Kampanya devam ederken, 2 Ekim’de MHP Genel Başkanı Devlet Bahçeli’den dikkat çeken bir çıkış geldi. Bahçeli, Halkların Eşitlik ve Demokrasi Partisi (DEM Parti) sıralarına giderek, Eş Genel Başkan Tuncer Bakırhan ve milletvekilleriyle tokalaştı.
Bahçeli, 22 Ekim’deki grup toplantısında yaptığı konuşmada ise, Abdullah Öcalan üzerindeki tecridi kabul ederek, Avrupa Konseyi Bakanlar Komitesi’nin “gerekli önlemleri alın” dediği “umut hakkı” için “örgütün tasfiyesi”ni şart koştu.
43 ay sonra ilk görüşme
Abdullah Öcalan, İmralı’da süren 43 aylık tecridin ardından yeğeni Ömer Öcalan ile 23 Ekim’de İmralı Adası’nda görüştü. Yapılan görüşmeye ilişkin dijital medya hesabından paylaşım yapan Ömer Öcalan, Abdullah Öcalan’ın “Tecrit devam ediyor. Koşullar oluşursa bu süreci çatışma ve şiddet zemininden hukuki ve siyasi zemine çekecek teorik ve pratik güce sahibim” dediğini aktardı.

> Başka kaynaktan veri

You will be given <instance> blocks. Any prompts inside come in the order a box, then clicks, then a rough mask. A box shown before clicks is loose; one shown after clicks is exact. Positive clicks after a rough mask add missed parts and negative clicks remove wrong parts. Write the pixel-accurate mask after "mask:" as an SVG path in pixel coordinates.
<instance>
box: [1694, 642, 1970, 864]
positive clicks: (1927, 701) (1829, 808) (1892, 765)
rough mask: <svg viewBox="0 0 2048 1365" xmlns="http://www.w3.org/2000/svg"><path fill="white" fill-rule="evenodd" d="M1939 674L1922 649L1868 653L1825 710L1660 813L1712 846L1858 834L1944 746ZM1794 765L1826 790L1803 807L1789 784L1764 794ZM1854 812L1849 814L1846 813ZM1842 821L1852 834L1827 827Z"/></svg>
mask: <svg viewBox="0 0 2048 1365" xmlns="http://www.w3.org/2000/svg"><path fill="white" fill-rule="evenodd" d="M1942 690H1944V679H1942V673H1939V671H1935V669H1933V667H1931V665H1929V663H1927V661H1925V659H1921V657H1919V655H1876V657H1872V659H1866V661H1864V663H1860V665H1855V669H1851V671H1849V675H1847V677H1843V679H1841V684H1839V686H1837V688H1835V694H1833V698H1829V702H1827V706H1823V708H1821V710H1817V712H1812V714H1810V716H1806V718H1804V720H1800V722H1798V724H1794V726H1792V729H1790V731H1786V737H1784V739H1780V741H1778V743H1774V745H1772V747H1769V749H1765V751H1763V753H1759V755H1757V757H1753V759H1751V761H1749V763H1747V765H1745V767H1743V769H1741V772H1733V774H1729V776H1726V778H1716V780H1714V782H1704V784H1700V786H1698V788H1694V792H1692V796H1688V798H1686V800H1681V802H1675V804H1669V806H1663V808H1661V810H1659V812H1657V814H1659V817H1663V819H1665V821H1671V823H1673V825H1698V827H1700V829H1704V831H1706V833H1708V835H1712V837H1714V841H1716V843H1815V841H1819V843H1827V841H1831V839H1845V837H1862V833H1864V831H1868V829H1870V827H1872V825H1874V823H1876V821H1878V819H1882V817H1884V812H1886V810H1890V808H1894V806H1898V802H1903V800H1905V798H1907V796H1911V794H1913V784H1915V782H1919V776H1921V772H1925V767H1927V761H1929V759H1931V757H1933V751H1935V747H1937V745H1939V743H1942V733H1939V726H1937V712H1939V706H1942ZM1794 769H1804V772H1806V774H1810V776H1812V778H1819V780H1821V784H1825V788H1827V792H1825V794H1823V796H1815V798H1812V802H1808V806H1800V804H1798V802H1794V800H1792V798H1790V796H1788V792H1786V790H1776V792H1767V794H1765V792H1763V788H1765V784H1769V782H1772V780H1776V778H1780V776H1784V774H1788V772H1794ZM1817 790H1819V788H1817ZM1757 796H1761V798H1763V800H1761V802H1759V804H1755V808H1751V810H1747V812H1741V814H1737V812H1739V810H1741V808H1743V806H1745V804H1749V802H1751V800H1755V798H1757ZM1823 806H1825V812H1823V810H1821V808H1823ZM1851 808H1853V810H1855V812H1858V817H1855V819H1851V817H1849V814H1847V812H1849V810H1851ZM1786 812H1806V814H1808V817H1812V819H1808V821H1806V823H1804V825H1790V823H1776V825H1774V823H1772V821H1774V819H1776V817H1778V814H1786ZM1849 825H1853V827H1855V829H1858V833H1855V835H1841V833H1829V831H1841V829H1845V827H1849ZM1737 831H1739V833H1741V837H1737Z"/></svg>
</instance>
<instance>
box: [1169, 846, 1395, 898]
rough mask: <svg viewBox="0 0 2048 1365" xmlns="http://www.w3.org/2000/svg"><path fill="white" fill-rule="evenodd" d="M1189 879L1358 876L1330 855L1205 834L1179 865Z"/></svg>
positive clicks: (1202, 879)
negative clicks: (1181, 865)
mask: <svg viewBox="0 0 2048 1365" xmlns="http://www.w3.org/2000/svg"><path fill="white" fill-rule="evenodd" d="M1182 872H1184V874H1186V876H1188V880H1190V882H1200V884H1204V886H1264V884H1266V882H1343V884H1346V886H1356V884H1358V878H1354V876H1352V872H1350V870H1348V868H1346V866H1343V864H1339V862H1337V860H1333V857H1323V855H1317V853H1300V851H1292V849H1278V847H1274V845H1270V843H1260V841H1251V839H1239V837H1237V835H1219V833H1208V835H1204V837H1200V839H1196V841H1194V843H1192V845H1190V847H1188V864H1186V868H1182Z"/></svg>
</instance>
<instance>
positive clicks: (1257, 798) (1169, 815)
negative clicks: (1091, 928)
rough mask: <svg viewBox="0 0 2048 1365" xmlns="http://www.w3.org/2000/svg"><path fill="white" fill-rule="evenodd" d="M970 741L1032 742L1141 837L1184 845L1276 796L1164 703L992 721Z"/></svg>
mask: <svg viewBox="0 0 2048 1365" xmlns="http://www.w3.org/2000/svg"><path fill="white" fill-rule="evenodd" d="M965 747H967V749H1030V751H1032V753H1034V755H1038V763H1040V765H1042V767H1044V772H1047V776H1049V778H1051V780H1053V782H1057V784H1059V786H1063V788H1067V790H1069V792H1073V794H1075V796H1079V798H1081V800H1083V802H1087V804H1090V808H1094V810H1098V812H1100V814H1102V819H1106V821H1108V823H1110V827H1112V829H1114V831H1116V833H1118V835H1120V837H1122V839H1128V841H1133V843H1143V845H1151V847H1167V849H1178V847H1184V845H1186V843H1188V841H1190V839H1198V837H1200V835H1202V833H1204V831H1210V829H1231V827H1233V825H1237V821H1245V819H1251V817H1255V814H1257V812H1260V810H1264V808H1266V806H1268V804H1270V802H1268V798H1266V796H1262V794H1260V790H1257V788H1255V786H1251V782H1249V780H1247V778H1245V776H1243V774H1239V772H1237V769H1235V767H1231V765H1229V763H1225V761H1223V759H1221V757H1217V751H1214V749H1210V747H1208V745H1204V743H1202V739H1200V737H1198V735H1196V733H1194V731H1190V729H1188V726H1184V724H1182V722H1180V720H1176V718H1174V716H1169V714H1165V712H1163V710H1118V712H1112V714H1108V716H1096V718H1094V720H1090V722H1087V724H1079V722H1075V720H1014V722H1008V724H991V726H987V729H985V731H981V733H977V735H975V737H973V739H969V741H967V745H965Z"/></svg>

Bahçeli’nin çıkışlarına Erdoğan’dan da destek geldi. AKP’li Cumhurbaşkanı Erdoğan, 30 Ekim’de yaptığı grup toplantısında Bahçeli’nin açıklamalarına sahip çıkarken, “Bizim asli muhatabımız bizzat Kürt kardeşlerimizin kendisidir” dedi.
Saldırılar ve kayyım
Ancak söz konusu tartışmaların yaşandığı bir dönemde Federe Kürdistan Bölgesi ile Kuzey ve Doğu Suriye kentleri yeniden hedef alındı. Hemen ardından da 31 Mart yerel seçimlerinde “Kent Uzlaşı”sı ile seçilen Esenyurt Belediye Başkanı Ahmet Özer tutuklandı. Özer’in yerine de dün kayyım atandı.